By AMANDA VENDER and JYOTHI NATARAJAN

More than 250,000 U.S. government documents about the United States’ relationship with other countries are slowly being released to the public by the media organization, WikiLeaks. Many of the documents are embarrassing for the United States and other governments because they show a lot of wrongdoing, lies and trickery by government officials. It is believed that the documents were given to WikiLeaks by someone inside the U.S. military.

Some information the documents show, so far:

• The largest source of funding for organizations the United States has labeled “terrorist” is Saudi Arabia, a country in the Middle East. (However, U.S. government officials don’t usually say anything bad about Saudi Arabia because it is an oil-rich friend of the U.S. government.)

• U.S. Secretaries of State Condoleezza Rice and Hillary Clinton ordered U.S. government spying on foreign diplomats including on the United Nations Secretary General.

• The U.S. military bombed and killed dozens of innocent people in Yemen, and then got the government of Yemen to take responsibility.
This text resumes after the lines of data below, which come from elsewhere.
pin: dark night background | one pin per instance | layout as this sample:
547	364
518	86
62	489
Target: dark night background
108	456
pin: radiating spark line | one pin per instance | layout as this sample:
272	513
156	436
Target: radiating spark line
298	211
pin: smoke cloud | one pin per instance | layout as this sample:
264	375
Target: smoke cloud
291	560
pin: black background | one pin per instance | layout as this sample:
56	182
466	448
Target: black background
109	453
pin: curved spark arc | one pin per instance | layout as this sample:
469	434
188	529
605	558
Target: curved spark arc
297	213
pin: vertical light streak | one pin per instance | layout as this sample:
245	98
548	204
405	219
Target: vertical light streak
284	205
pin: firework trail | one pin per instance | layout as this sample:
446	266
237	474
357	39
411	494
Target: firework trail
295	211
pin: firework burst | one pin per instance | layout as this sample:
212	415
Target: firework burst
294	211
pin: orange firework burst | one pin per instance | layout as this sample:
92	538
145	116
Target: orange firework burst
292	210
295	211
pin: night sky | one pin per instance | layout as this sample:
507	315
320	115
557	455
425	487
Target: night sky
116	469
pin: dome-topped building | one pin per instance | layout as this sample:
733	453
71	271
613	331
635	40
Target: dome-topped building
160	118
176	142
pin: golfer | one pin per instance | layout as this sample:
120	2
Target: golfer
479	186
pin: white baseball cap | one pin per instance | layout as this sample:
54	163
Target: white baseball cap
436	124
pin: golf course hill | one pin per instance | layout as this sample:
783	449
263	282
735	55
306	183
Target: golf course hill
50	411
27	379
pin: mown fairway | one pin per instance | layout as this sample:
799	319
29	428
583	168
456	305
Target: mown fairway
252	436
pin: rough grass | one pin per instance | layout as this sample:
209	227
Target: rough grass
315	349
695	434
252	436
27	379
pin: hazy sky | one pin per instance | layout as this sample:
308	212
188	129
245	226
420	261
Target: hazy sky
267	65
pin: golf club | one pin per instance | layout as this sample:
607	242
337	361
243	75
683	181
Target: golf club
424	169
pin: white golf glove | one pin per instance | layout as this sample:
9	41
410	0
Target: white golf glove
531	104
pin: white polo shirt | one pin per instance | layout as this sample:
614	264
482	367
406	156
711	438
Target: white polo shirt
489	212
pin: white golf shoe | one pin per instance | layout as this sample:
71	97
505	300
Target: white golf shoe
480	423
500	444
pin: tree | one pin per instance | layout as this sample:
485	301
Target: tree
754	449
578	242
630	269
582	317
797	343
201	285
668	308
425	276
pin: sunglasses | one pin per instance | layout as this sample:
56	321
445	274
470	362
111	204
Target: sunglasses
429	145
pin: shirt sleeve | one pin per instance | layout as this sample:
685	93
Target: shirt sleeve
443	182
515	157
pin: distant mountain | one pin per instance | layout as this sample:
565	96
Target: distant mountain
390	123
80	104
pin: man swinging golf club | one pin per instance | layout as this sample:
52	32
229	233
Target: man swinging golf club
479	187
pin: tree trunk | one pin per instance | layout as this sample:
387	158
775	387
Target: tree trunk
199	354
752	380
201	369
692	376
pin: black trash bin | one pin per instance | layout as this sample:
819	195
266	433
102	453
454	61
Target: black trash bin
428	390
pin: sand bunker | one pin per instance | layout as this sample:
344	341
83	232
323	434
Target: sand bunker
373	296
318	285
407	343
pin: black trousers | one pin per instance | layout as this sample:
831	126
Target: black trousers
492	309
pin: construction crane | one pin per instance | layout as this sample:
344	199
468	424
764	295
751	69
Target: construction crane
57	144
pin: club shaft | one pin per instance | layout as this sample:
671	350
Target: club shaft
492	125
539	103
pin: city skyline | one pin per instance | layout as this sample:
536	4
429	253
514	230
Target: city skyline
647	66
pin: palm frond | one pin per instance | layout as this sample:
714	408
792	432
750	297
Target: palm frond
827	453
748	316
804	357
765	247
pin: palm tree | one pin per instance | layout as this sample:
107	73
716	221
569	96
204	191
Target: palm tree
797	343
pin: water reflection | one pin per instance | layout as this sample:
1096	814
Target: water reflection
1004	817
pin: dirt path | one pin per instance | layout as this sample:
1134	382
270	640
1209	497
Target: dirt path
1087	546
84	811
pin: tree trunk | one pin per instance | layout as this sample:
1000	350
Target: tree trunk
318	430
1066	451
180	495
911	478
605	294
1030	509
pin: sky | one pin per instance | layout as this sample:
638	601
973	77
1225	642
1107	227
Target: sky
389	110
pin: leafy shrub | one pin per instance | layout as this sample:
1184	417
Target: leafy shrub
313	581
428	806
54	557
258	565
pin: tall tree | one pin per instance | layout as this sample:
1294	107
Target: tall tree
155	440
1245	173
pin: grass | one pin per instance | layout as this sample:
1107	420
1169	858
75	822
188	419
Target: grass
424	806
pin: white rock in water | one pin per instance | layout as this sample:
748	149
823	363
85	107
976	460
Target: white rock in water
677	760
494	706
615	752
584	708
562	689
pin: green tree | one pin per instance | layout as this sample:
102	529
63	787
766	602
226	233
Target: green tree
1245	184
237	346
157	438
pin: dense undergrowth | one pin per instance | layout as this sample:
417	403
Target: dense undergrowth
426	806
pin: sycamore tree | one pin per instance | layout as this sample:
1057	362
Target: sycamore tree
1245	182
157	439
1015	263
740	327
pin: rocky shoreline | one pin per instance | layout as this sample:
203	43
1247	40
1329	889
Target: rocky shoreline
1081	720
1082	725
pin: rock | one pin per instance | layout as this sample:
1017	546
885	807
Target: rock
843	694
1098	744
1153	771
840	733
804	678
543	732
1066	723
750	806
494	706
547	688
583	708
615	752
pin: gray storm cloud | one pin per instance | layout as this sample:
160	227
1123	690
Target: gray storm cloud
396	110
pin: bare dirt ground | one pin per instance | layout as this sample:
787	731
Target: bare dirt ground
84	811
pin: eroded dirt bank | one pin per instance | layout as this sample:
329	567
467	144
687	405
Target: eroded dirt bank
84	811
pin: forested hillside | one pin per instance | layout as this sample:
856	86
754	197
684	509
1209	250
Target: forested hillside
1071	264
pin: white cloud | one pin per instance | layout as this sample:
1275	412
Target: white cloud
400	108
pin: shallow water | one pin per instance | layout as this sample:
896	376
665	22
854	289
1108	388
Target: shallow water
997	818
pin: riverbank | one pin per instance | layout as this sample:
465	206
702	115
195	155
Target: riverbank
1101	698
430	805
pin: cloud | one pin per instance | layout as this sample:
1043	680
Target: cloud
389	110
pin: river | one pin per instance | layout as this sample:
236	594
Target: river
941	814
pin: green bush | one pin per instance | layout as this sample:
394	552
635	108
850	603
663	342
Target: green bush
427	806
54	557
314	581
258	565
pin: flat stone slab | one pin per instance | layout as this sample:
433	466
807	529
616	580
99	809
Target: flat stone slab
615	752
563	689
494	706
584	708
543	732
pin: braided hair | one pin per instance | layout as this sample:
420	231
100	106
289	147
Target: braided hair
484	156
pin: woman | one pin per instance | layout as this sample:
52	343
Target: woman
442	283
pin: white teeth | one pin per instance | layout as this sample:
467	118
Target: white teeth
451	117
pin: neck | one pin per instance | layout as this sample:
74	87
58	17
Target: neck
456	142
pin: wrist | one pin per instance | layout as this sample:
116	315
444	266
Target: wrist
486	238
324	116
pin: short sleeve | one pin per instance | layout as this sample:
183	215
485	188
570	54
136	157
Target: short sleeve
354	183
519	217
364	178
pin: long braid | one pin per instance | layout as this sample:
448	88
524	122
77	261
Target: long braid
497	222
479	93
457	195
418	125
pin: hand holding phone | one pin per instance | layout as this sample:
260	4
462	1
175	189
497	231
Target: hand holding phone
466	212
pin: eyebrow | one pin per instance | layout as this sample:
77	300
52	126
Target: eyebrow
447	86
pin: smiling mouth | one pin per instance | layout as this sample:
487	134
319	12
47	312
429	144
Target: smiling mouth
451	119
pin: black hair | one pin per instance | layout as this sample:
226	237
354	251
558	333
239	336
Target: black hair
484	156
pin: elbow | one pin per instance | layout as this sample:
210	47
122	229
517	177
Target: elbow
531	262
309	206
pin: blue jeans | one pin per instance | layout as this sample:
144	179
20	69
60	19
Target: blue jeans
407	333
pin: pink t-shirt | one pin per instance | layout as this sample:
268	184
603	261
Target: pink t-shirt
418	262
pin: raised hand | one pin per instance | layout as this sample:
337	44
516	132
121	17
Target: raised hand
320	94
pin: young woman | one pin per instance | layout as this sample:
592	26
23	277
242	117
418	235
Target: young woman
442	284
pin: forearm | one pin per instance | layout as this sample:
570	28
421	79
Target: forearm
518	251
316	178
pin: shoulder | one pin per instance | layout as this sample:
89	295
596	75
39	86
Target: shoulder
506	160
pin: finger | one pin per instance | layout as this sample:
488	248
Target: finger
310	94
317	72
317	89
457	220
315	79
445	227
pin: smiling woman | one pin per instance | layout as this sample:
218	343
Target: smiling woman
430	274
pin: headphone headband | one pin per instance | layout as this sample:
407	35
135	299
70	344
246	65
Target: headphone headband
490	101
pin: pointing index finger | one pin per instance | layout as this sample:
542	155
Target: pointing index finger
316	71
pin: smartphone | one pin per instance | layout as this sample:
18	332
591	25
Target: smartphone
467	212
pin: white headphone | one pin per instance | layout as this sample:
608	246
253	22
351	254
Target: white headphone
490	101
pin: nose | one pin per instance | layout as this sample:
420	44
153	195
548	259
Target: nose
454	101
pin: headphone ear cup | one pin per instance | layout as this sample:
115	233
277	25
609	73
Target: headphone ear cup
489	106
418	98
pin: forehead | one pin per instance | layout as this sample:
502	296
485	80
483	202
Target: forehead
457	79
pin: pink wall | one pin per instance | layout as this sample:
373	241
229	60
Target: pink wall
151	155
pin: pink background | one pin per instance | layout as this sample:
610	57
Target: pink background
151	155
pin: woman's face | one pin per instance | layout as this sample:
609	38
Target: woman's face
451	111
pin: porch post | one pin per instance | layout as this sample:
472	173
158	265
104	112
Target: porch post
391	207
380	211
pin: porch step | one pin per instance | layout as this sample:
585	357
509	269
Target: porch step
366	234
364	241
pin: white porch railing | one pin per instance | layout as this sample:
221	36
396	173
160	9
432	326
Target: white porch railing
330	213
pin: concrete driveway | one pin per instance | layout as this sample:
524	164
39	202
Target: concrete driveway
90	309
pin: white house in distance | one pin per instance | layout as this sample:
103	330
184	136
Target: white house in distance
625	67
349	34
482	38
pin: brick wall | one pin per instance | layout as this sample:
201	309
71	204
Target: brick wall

• At the 2009 climate conference in Copenhagen, Denmark, the United States and China, the world’s two largest polluters, worked together to prevent European nations from reaching an agreement on what to do to save the planet in the face of climate change and global warming.

No Free Press
One thing good journalists do is get secret documents from government officials in order to expose government wrongdoing. One example is when, in 1971, a man named Daniel Ellsberg published secret U.S. government papers about the U.S. war in Vietnam that showed how the government lied to the people about the war. The release of these secret documents helped lead to the end of the Vietnam War, saving both U.S. and Vietnamese lives.

Instead of honoring WikiLeaks for helping to expose wrongdoing in government, however, the U.S. government and big U.S. corporations are trying to shut down the WikiLeaks website. Many people say this is a violation of the First Amendment of the U.S. Constitution that protects the freedom of speech. Congressman Ron Paul, from Texas, spoke in support of WikiLeaks in a Fox Business interview: “In a free society we’re supposed to know the truth,” he said.